When studying, check with your certifying body for online portals to help you prepare. I am ACE-certified and frequented the regularly. I also took advantage of the . You may also want to consult other trainers who have recently taken the exams. They can help you with prep.
Step 5. Find a gym or studio
Once you become certified—congratulations!—you need to find a place to work, if you have not already.
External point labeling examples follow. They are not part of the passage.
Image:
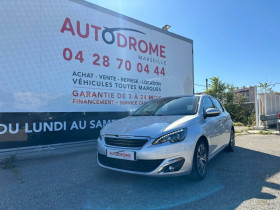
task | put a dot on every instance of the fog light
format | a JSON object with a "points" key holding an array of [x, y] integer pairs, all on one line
{"points": [[173, 165]]}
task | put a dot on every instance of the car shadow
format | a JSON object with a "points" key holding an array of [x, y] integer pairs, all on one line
{"points": [[232, 178]]}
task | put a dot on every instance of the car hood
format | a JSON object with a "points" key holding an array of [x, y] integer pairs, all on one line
{"points": [[152, 126]]}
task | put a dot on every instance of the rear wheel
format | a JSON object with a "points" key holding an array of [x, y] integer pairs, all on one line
{"points": [[231, 145], [200, 161]]}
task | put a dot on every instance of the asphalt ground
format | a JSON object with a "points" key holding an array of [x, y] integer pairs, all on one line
{"points": [[248, 178]]}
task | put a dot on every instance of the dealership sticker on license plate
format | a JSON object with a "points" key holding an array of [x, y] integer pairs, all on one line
{"points": [[125, 155]]}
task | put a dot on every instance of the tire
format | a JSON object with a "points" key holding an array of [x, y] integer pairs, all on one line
{"points": [[231, 145], [200, 161]]}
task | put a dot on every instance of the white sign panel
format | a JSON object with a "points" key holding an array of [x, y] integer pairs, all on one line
{"points": [[66, 56]]}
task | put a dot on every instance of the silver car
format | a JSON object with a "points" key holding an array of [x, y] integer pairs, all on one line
{"points": [[167, 136]]}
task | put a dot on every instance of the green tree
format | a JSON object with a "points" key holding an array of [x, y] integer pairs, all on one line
{"points": [[233, 102], [265, 87], [217, 88]]}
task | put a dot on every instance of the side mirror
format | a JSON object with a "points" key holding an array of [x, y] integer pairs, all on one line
{"points": [[212, 112]]}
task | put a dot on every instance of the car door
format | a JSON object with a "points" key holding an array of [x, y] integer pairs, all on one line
{"points": [[223, 120], [212, 128]]}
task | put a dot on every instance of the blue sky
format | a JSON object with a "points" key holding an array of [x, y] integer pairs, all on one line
{"points": [[238, 41]]}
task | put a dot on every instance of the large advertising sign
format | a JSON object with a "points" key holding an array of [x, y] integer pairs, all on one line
{"points": [[70, 67]]}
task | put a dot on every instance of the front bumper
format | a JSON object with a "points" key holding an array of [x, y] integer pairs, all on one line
{"points": [[167, 159]]}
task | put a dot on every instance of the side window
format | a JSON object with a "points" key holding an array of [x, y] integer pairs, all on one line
{"points": [[217, 104], [207, 103]]}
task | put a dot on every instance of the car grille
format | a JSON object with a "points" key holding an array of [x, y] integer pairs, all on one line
{"points": [[120, 142], [138, 165]]}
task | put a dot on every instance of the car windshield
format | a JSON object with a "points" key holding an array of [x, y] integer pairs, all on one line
{"points": [[186, 105]]}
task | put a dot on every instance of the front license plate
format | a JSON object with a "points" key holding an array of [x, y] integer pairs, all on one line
{"points": [[124, 155]]}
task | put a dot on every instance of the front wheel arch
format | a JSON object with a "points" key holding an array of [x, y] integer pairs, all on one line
{"points": [[195, 163]]}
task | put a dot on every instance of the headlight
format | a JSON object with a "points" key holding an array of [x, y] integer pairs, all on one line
{"points": [[173, 137]]}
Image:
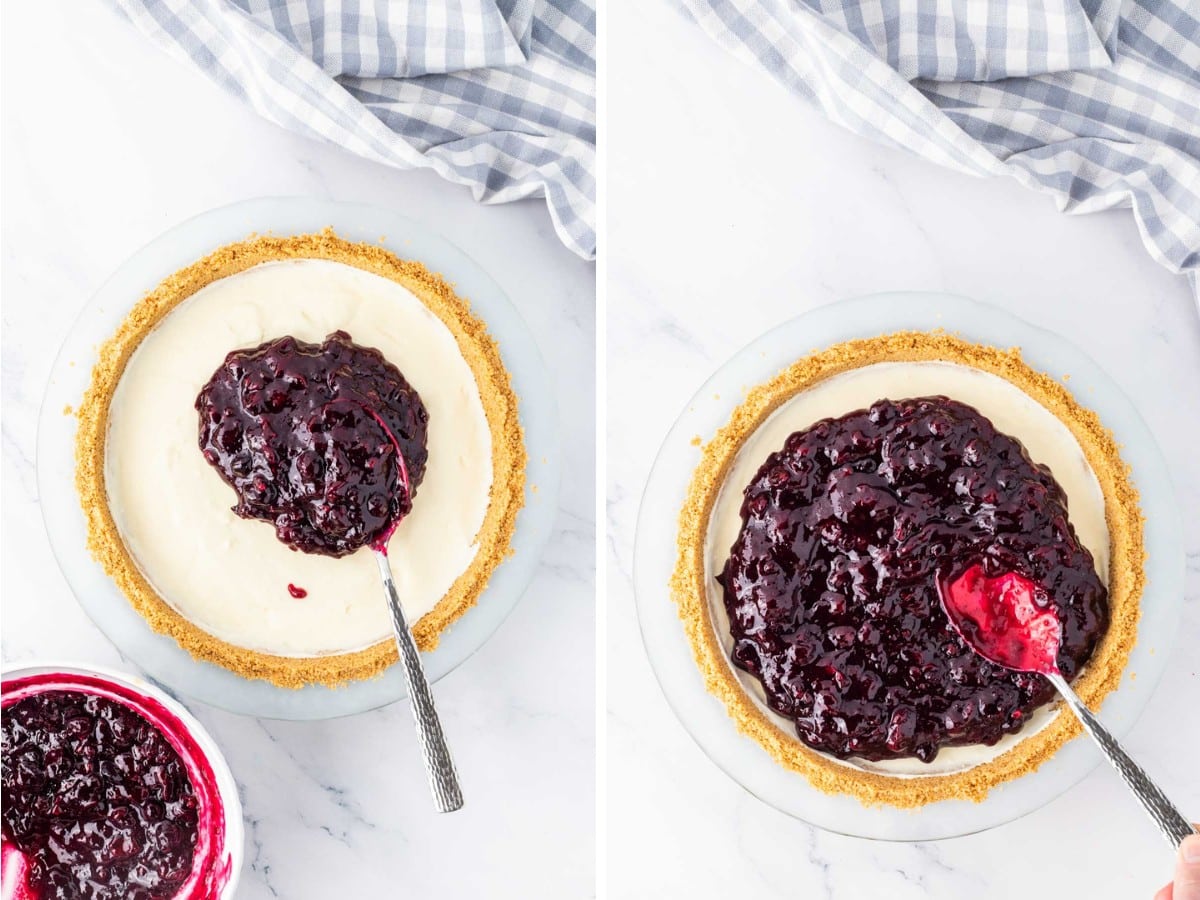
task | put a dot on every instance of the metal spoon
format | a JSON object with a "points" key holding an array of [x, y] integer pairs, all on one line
{"points": [[1041, 659], [438, 765], [1171, 822]]}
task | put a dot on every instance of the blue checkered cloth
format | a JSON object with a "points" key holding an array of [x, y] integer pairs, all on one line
{"points": [[498, 95], [1096, 102]]}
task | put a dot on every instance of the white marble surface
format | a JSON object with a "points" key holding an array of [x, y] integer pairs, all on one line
{"points": [[731, 207], [106, 144]]}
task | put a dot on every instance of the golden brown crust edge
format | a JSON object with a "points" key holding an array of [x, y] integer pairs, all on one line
{"points": [[478, 348], [1126, 579]]}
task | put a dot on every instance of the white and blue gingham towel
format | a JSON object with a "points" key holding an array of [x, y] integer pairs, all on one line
{"points": [[1096, 102], [498, 95]]}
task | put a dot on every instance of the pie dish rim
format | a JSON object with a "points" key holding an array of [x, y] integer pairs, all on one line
{"points": [[501, 407], [688, 582]]}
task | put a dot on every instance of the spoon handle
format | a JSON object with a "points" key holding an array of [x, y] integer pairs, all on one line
{"points": [[1174, 826], [438, 765]]}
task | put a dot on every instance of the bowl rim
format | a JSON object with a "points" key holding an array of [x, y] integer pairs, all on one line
{"points": [[234, 837]]}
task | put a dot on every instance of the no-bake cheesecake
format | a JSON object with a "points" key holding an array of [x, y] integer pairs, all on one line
{"points": [[827, 515], [189, 412]]}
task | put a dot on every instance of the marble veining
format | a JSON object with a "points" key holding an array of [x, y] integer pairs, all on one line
{"points": [[336, 808], [786, 213]]}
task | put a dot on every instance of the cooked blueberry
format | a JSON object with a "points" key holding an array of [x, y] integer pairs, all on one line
{"points": [[73, 814], [847, 529], [306, 436]]}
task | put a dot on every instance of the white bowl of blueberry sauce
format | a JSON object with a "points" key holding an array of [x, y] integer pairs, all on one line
{"points": [[112, 791]]}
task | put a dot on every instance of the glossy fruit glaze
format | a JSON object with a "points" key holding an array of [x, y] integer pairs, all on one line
{"points": [[1001, 619], [129, 807], [96, 798], [832, 585], [327, 442]]}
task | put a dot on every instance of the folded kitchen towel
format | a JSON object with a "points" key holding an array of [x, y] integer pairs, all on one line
{"points": [[498, 95], [1096, 102]]}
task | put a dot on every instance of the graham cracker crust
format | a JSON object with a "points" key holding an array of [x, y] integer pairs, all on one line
{"points": [[1123, 517], [480, 352]]}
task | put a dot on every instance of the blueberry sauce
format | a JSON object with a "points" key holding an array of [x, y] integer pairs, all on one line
{"points": [[96, 798], [832, 585], [327, 442], [1006, 619]]}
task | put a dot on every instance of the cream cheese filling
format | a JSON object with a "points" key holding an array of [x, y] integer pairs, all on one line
{"points": [[229, 575], [1013, 412]]}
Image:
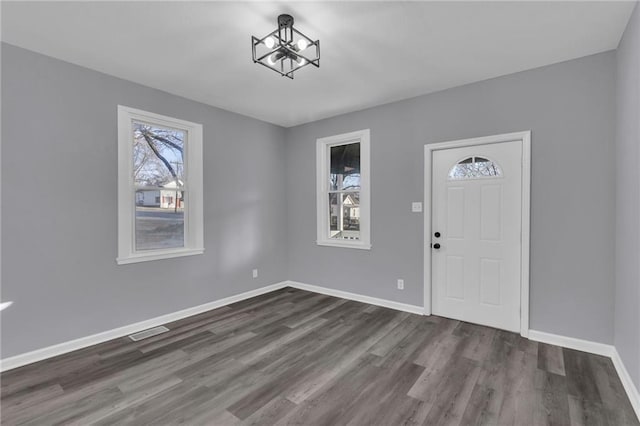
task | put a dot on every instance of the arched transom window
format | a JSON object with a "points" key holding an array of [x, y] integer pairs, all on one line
{"points": [[475, 168]]}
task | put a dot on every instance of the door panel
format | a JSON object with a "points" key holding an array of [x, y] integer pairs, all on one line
{"points": [[476, 207]]}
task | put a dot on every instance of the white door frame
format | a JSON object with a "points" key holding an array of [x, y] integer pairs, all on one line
{"points": [[525, 139]]}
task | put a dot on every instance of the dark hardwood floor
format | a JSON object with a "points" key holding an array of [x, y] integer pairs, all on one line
{"points": [[293, 357]]}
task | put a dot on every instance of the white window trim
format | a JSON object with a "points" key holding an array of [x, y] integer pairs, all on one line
{"points": [[194, 218], [322, 188]]}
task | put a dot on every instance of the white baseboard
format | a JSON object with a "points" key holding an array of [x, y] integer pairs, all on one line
{"points": [[629, 387], [83, 342], [358, 297], [539, 336], [598, 349], [572, 343]]}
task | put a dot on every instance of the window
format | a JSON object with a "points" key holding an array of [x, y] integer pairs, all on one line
{"points": [[160, 196], [474, 168], [343, 190]]}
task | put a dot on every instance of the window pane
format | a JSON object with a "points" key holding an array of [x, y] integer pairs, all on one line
{"points": [[158, 173], [344, 216], [161, 226], [157, 155], [345, 167], [473, 168]]}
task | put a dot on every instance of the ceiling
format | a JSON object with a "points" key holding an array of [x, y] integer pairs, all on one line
{"points": [[372, 52]]}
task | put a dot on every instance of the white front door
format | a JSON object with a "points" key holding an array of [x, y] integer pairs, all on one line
{"points": [[476, 234]]}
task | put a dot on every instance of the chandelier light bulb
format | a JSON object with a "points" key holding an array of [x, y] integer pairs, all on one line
{"points": [[302, 44], [285, 45], [269, 42]]}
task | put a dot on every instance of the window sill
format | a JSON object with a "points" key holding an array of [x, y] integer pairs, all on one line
{"points": [[344, 244], [157, 255]]}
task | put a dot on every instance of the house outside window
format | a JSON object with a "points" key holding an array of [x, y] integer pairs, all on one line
{"points": [[343, 192], [159, 167]]}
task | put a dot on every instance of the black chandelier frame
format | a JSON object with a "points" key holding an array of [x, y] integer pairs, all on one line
{"points": [[285, 53]]}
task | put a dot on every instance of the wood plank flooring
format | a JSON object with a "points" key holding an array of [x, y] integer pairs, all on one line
{"points": [[294, 357]]}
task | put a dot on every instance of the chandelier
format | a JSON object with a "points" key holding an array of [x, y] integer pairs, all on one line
{"points": [[285, 49]]}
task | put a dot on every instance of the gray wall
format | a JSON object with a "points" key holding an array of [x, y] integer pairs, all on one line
{"points": [[59, 167], [570, 109], [627, 294]]}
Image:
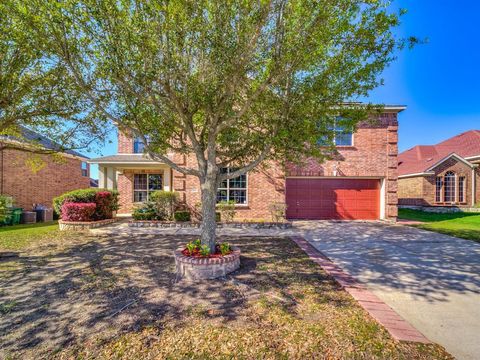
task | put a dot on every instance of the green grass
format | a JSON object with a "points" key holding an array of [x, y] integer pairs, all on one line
{"points": [[462, 225], [18, 237]]}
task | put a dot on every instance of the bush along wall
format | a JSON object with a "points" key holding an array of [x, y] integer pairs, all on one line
{"points": [[72, 205]]}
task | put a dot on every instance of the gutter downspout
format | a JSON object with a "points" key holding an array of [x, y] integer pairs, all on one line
{"points": [[1, 175]]}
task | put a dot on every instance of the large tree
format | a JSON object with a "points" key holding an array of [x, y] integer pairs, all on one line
{"points": [[236, 83]]}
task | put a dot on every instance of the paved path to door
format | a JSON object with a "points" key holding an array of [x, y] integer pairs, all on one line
{"points": [[431, 280]]}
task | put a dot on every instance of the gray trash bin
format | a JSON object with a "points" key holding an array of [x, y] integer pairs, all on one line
{"points": [[44, 214], [28, 217]]}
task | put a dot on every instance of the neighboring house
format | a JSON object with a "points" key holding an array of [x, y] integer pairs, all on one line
{"points": [[37, 178], [446, 174], [359, 183]]}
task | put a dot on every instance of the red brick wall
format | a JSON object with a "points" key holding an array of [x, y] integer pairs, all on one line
{"points": [[374, 153], [423, 193], [53, 179]]}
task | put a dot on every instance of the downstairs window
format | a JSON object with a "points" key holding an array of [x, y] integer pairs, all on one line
{"points": [[233, 189], [144, 184]]}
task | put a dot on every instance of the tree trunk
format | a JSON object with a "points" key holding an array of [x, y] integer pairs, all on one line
{"points": [[209, 200]]}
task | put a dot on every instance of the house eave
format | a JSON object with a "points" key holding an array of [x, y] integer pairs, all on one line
{"points": [[452, 155], [429, 173]]}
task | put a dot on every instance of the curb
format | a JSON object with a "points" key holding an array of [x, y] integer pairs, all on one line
{"points": [[398, 327]]}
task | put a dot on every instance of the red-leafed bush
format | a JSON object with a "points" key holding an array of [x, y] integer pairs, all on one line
{"points": [[78, 211], [104, 201]]}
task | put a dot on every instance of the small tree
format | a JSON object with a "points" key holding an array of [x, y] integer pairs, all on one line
{"points": [[165, 203], [235, 83], [227, 210]]}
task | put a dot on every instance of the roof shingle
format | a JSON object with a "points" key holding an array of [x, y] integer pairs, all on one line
{"points": [[421, 157]]}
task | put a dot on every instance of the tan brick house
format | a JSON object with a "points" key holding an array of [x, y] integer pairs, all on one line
{"points": [[359, 183], [54, 176], [446, 174]]}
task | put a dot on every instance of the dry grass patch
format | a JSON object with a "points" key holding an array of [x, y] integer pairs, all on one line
{"points": [[116, 298]]}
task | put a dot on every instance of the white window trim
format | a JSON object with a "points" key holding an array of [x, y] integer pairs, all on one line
{"points": [[147, 190], [228, 191]]}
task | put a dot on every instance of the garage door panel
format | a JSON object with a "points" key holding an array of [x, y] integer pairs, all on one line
{"points": [[333, 199]]}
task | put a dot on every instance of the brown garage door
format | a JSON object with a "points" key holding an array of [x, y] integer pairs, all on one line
{"points": [[314, 199]]}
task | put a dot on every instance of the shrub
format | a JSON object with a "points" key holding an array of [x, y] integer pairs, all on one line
{"points": [[182, 216], [227, 210], [165, 203], [78, 211], [147, 211], [197, 213], [278, 211], [204, 250], [225, 248], [105, 200]]}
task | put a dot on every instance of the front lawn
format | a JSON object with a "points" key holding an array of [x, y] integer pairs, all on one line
{"points": [[18, 237], [462, 225], [115, 297]]}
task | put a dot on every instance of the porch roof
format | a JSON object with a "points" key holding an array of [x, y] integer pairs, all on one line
{"points": [[125, 159]]}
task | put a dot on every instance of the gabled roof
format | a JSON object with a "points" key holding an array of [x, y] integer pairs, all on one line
{"points": [[38, 139], [422, 158]]}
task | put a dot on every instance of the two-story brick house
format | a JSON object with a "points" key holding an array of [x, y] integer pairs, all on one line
{"points": [[445, 175], [359, 183]]}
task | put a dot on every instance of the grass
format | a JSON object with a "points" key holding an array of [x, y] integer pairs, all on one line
{"points": [[20, 237], [279, 305], [462, 225]]}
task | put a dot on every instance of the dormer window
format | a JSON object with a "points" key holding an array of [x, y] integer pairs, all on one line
{"points": [[84, 168], [138, 146]]}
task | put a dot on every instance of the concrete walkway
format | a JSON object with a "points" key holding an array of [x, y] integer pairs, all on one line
{"points": [[431, 280]]}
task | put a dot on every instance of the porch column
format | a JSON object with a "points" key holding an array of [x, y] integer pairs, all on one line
{"points": [[167, 181]]}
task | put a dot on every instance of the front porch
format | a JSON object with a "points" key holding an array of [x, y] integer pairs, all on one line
{"points": [[134, 176]]}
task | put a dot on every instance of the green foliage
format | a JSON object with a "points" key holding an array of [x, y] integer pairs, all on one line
{"points": [[182, 216], [225, 248], [165, 203], [204, 250], [278, 211], [87, 196], [146, 211], [227, 210]]}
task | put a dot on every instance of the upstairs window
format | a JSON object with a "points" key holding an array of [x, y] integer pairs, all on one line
{"points": [[144, 184], [438, 189], [449, 187], [233, 189], [84, 168], [341, 136], [138, 146]]}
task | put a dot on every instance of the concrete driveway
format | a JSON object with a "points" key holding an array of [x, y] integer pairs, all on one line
{"points": [[432, 280]]}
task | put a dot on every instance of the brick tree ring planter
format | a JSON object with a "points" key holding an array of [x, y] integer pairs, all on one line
{"points": [[83, 225], [194, 268]]}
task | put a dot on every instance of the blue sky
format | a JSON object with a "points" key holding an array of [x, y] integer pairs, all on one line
{"points": [[438, 81]]}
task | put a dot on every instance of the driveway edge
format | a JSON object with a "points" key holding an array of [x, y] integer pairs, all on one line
{"points": [[398, 327]]}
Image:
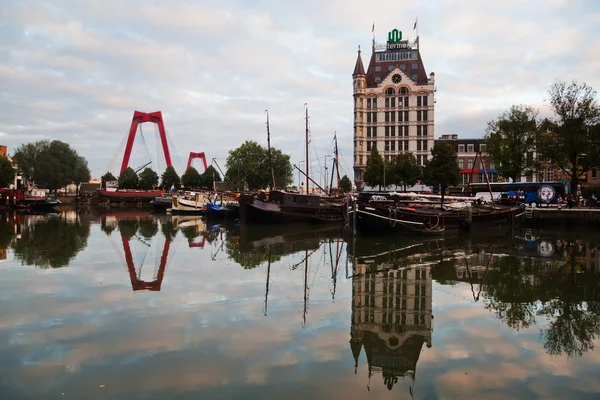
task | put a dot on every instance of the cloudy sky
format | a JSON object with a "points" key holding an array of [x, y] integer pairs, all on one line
{"points": [[76, 71]]}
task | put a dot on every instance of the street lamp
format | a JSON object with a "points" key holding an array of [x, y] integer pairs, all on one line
{"points": [[299, 178]]}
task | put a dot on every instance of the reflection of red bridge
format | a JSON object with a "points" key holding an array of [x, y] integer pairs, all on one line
{"points": [[138, 284]]}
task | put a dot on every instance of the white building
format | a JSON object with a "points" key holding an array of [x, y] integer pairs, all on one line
{"points": [[393, 103]]}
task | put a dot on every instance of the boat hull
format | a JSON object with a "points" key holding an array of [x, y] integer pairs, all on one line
{"points": [[368, 219]]}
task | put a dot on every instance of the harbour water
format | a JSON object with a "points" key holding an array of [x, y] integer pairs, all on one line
{"points": [[130, 305]]}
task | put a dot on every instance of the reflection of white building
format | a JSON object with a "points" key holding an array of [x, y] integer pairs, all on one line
{"points": [[391, 318]]}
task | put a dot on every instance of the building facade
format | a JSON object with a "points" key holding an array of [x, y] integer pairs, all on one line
{"points": [[472, 166], [393, 103]]}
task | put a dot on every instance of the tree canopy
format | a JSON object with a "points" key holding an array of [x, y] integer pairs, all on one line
{"points": [[511, 141], [52, 165], [129, 179], [345, 184], [191, 178], [404, 170], [148, 179], [442, 170], [574, 146], [373, 175], [168, 178], [249, 164], [107, 177], [7, 172]]}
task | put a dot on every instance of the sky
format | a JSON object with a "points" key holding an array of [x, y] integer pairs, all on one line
{"points": [[77, 70]]}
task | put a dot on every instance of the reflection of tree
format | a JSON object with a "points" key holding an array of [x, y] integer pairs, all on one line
{"points": [[7, 233], [510, 293], [148, 228], [250, 259], [128, 227], [51, 243]]}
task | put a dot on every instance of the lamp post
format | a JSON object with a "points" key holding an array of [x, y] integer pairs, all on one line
{"points": [[299, 178]]}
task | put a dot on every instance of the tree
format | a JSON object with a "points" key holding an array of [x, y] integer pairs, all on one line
{"points": [[574, 146], [148, 179], [511, 141], [168, 178], [7, 172], [442, 169], [52, 165], [248, 164], [191, 178], [208, 176], [128, 179], [107, 177], [404, 170], [373, 175], [346, 184]]}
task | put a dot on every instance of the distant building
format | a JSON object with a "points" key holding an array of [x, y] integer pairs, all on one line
{"points": [[393, 103], [470, 165]]}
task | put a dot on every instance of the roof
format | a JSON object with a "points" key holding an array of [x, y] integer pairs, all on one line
{"points": [[358, 68], [422, 78]]}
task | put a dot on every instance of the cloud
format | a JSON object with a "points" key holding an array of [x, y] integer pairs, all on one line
{"points": [[76, 72]]}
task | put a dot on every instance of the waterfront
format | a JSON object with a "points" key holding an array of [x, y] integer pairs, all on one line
{"points": [[129, 305]]}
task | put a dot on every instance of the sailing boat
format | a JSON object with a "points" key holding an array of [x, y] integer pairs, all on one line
{"points": [[280, 206]]}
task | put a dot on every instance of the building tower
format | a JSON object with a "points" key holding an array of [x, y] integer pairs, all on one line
{"points": [[393, 103]]}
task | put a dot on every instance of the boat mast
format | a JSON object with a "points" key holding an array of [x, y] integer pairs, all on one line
{"points": [[272, 183], [306, 107], [337, 163]]}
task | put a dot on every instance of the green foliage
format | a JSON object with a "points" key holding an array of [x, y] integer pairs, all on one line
{"points": [[510, 137], [52, 165], [128, 179], [574, 146], [107, 177], [191, 178], [51, 243], [168, 178], [346, 184], [7, 172], [148, 179], [404, 170], [442, 169], [373, 175], [206, 179], [249, 164]]}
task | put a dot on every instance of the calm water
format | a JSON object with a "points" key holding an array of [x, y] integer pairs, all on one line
{"points": [[135, 306]]}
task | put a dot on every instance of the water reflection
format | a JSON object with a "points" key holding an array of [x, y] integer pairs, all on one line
{"points": [[391, 309], [48, 242]]}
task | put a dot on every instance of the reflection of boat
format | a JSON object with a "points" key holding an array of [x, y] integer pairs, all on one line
{"points": [[144, 196]]}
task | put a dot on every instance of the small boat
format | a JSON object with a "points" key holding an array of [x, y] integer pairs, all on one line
{"points": [[190, 202], [144, 196]]}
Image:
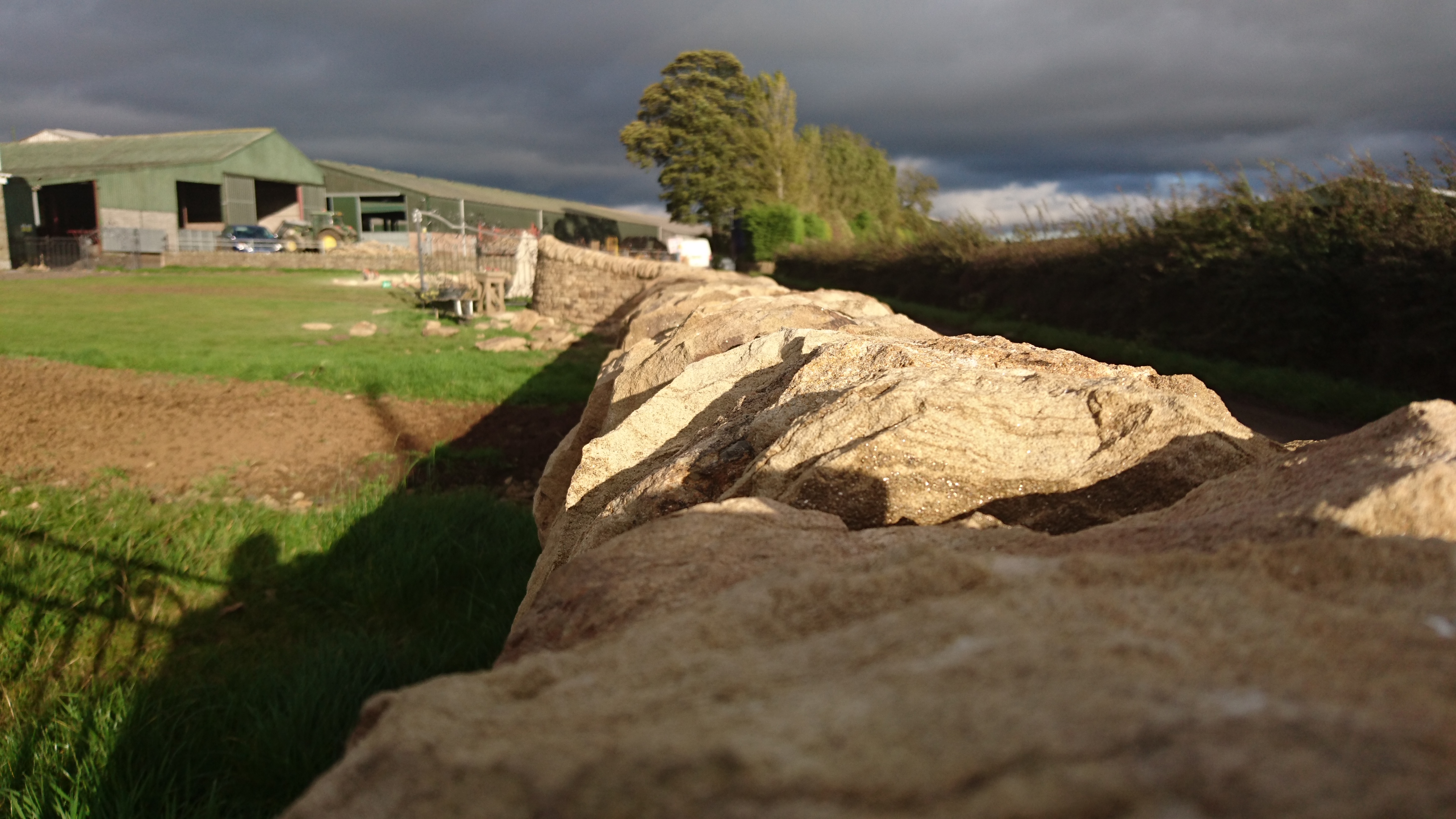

You need a place to train clients, and probably won't have a lot of start-up cash to build your own gym.
You have two options:
- Work for a corporation such as Equinox, LA Fitness, Lifetime Fitness, or Crunch
- Work as an independent personal training contractor
"When you join a gym workforce, it will have a specific on-boarding and client-accumulation process. If you choose to work for yourself, however, the hustle is a little more critical."
There are perks to both choices. When you join a gym workforce, it will have a specific on-boarding and client-accumulation process. If you choose to work for yourself, however, the hustle is a little more critical. Be sure to read your contracts! You can start at a gym, then move out on your own, but be aware of when and if your contract will allow that movement.
You may find a gym or studio which allows independent contractors, where you "rent" time to use the facility. In this case, you will need to network, market, and build your own clientele. The downside to building your own business is a lack of early stability and benefits: health insurance, retirement, and steady pay. But, in this scenario, you may have the ability to create your own schedule, be your own boss, and work with a limitless potential for career growth.
Step 6. Insurance
You can't start training clients until you acquire some reputable insurance. This protects you from liability and covers you against any claims that are possible. When working at a gym, this might be provided, but if you're working for yourself, it's crucial that you purchase insurance before starting your personal training odyssey.
Be safe, not sorry! Check with your certifying body—it should offer insurance. If you're unhappy with the prices, shop around at companies like Markel and IDEA Fit for a price and package that works for you.
Step 7. Practice what you preach and stay active
When pursuing a career in the fitness industry, it's important to be fit. Your clients will respect you and look up to you as a fit role model, and you'll be physically able to confidently lead individuals through workouts. If you can complete a regimen on your own without difficulty, your rep will be bolstered.
It's also important to try everything. Don't be the bodybuilder who shuns CrossFit or the spin instructor who shuns yoga! Become well-rounded with each new arc of the fitness circle. Increase your own physical-fitness parameters so you can help others to the best of your ability.
But remember that you're a new trainer. Don't walk and talk like you know it all, because you don't—not even close. Be open to learning and gaining new information from continuing education, colleagues, and other professionals in the fitness industry. Pursue more certifications in specific fields like TRX, kettlebells, strength training, and yoga. The possibilities are almost endless as fitness continues to evolve with new methods.
I live in fitness-focused New York City and am fortunate enough to have the opportunity to try a variety of fitness styles and boutique studios on a regular basis. Do the same if you can. Check out all the local gyms and studios near you. Don't be afraid to uproot yourself to take an opportunity in a new city.
Talk to experienced trainers. Work out with various coaches. Ask questions! Try as many different things as you can. You will learn a lot early on, and you will eventually discover your niche, your area of expertise, and the styles, spaces, and nuances that work best for your own training.